Rober Harris'in aynı adlı çok satan romanından uyarlama...
Kamera arkasındaki isim Roman Polanski. Senaryo yine Polanski ve kitabın yazarı R.Harris tarafından kaleme alınmış. Kameranın önünde ise birbirinden değerli nitelikli oyuncular mevcut. Pierce Brosnan filmde eski İngiltere Başbakanını canlandırırken, onun anılarını yazması için görevlendirilen "Hayalet Yazar'a ise Ewan McGregor vücut veriyor. Olivia Willams, Kim Catrall ve Tom Wilkinson diğer rolleri paylaşan isimler...
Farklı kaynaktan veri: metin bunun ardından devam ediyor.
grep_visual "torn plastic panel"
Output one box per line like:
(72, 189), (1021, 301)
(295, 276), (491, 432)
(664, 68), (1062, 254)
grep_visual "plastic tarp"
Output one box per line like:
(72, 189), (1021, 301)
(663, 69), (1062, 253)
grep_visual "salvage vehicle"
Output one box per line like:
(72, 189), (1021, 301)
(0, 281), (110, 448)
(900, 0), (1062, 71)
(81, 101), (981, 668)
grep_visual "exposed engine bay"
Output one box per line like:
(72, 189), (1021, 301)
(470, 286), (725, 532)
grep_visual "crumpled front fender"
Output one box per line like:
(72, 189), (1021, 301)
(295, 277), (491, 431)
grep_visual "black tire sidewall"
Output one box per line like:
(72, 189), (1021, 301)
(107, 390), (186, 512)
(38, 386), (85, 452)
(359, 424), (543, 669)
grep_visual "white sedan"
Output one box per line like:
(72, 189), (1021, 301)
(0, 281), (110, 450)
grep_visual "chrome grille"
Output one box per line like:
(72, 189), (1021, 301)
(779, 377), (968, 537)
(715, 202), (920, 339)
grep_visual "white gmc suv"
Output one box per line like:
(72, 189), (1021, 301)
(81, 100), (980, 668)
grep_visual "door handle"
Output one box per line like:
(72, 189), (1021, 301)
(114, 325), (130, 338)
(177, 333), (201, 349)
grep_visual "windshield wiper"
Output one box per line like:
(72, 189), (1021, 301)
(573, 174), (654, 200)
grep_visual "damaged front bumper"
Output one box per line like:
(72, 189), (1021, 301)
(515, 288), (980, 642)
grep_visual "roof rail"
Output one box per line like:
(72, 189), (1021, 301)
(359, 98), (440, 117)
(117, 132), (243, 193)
Eski İngiltere Başbakanı Adam Lang'ın (P.Brosnan)görevi sırasında savaş suçu işlediğine dair belgeler basına sızdırılır. Akabinde Lahey tarafından kendisine soruşturma açılır. Lang ve ailesi gözlerden uzak bir adada (bir bakıma herşeyden izole olma hali) kalmaktadır. Lang anılarını yazması için bir hayalet yazar tutar ama kitabın bitmesine yakın yazar şaibeli şekilde ölü bulunur. Yerine getirilen Hayalet (E.McGregor) ise bir şeylerin ters gittiğini fark eder ve merak duygusuna zekasını da katarak o ters giden ne var ne yok çözmeye çalışır...
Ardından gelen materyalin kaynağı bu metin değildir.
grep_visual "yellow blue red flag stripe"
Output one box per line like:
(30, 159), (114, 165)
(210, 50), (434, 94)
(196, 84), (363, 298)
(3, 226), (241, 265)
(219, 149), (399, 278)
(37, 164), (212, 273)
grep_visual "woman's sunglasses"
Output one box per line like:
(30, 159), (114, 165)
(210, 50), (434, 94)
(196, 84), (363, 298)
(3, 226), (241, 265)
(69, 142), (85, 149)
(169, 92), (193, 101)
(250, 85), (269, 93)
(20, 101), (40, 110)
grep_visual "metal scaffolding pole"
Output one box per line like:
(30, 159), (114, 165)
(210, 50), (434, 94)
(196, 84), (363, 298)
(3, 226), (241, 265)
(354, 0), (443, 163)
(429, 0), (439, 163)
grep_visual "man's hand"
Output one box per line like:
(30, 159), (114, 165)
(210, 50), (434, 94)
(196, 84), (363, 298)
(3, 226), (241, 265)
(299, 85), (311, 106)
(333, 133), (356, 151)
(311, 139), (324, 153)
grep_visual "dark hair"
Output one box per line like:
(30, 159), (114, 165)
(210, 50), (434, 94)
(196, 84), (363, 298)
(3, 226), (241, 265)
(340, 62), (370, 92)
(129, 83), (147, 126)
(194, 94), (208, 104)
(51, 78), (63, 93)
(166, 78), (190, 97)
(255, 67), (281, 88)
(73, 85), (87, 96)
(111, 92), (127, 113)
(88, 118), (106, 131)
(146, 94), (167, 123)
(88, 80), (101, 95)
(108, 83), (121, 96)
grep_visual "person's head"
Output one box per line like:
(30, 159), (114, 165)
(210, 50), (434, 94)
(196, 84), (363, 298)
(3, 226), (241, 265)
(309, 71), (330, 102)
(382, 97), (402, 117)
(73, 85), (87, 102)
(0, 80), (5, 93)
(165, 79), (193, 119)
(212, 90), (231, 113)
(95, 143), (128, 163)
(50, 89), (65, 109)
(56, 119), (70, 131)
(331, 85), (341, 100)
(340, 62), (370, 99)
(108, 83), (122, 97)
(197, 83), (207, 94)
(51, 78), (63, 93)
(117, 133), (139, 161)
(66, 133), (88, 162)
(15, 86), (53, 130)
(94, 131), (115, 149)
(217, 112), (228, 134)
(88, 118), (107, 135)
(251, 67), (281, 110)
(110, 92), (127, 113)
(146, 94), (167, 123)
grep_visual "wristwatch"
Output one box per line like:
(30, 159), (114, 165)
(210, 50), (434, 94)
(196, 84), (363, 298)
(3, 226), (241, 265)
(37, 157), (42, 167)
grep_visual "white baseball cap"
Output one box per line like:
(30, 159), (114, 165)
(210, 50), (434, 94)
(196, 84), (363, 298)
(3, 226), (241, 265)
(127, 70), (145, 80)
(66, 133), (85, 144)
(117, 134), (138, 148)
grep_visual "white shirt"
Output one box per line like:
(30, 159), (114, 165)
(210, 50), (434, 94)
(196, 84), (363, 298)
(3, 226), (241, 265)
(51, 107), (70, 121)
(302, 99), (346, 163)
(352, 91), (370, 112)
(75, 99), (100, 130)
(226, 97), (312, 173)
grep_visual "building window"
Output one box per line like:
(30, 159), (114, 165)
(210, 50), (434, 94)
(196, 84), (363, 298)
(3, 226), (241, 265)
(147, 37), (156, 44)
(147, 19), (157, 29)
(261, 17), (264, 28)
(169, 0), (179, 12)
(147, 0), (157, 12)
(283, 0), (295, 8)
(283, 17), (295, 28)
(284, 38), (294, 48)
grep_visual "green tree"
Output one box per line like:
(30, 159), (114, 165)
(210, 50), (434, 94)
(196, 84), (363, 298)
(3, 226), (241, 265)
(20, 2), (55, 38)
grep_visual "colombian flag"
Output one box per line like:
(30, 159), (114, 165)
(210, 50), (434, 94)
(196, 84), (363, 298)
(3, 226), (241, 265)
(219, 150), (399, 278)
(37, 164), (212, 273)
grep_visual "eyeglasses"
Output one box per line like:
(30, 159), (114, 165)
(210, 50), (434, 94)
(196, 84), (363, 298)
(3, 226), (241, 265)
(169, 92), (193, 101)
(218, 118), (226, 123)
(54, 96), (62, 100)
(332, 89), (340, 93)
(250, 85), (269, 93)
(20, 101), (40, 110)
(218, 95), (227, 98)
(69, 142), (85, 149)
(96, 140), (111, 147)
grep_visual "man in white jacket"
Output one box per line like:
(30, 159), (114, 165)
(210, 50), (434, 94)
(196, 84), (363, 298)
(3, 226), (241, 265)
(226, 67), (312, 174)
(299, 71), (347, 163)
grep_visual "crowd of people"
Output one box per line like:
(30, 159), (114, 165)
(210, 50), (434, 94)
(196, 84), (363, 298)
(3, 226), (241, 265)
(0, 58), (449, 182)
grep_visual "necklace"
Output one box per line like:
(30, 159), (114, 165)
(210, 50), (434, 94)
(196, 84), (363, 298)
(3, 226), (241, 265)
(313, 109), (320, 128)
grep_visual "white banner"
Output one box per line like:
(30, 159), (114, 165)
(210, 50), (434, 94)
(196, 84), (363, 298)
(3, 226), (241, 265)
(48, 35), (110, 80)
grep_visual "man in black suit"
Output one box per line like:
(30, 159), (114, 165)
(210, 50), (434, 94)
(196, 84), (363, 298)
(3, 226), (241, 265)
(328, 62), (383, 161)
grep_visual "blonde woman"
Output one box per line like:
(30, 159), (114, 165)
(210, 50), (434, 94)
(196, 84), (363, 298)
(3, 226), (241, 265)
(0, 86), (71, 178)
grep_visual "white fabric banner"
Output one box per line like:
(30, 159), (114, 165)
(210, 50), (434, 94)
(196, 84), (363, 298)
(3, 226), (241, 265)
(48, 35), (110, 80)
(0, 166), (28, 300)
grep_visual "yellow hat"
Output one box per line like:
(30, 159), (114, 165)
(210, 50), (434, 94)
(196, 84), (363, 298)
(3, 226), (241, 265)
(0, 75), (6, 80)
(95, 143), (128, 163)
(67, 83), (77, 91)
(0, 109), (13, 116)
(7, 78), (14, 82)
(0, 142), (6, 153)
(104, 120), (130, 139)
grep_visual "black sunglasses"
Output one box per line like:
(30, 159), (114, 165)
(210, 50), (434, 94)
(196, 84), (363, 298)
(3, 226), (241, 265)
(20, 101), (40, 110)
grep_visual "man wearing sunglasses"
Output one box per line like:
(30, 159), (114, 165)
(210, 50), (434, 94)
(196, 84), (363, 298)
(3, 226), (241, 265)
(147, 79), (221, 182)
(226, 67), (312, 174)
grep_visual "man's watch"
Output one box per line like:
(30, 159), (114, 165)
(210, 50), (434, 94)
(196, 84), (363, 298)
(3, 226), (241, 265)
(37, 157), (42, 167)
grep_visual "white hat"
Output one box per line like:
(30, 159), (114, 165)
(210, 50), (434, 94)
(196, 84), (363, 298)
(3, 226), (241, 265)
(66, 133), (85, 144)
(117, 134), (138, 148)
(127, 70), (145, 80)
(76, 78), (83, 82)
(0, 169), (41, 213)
Film 70'li yılların komplo teorileriyle bezeli politik gerilimlerinin izinden gidiyor. Bu haliyle yeni nesil casus filmlerine (bknz. Bourne serisi) tanıklık eden ergen bedenlere tuhaf ve yavan kaçabilir. Orta yaş üstüne ise nostalji yaşatabilir.
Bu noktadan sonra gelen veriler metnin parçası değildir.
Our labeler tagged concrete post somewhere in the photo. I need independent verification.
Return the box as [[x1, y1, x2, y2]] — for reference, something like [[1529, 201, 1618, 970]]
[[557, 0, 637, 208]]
Filmin yavaş ama sıkmayan temposunu sağlayan ise, iyi yazılmış bir senaryoya sahip olması, güzel çekilmiş sahnelerin varlığı, ve en önemlisi belki de birinci sınıf karakter gelişiminin sizi sıkmaması. Bütün bunlara ek olarak müziklerin filmin kasvetli yapısına hizmet ettiğini görüyoruz...
Filmde Ewan McGregor'un canlandırdığı karakterin ismi Hayalet. Yani film boyunca gerçek adını öğrenemiyoruz. Hayalet yazarımızın alaycı, sefil ve merak duygusunun yükseklerde geziniyor olması hayli eğlenceli olmuş.Bu karakterin tam olarak bir Polanski alamet-i farikası olduğunu söylemek yanlış olmaz...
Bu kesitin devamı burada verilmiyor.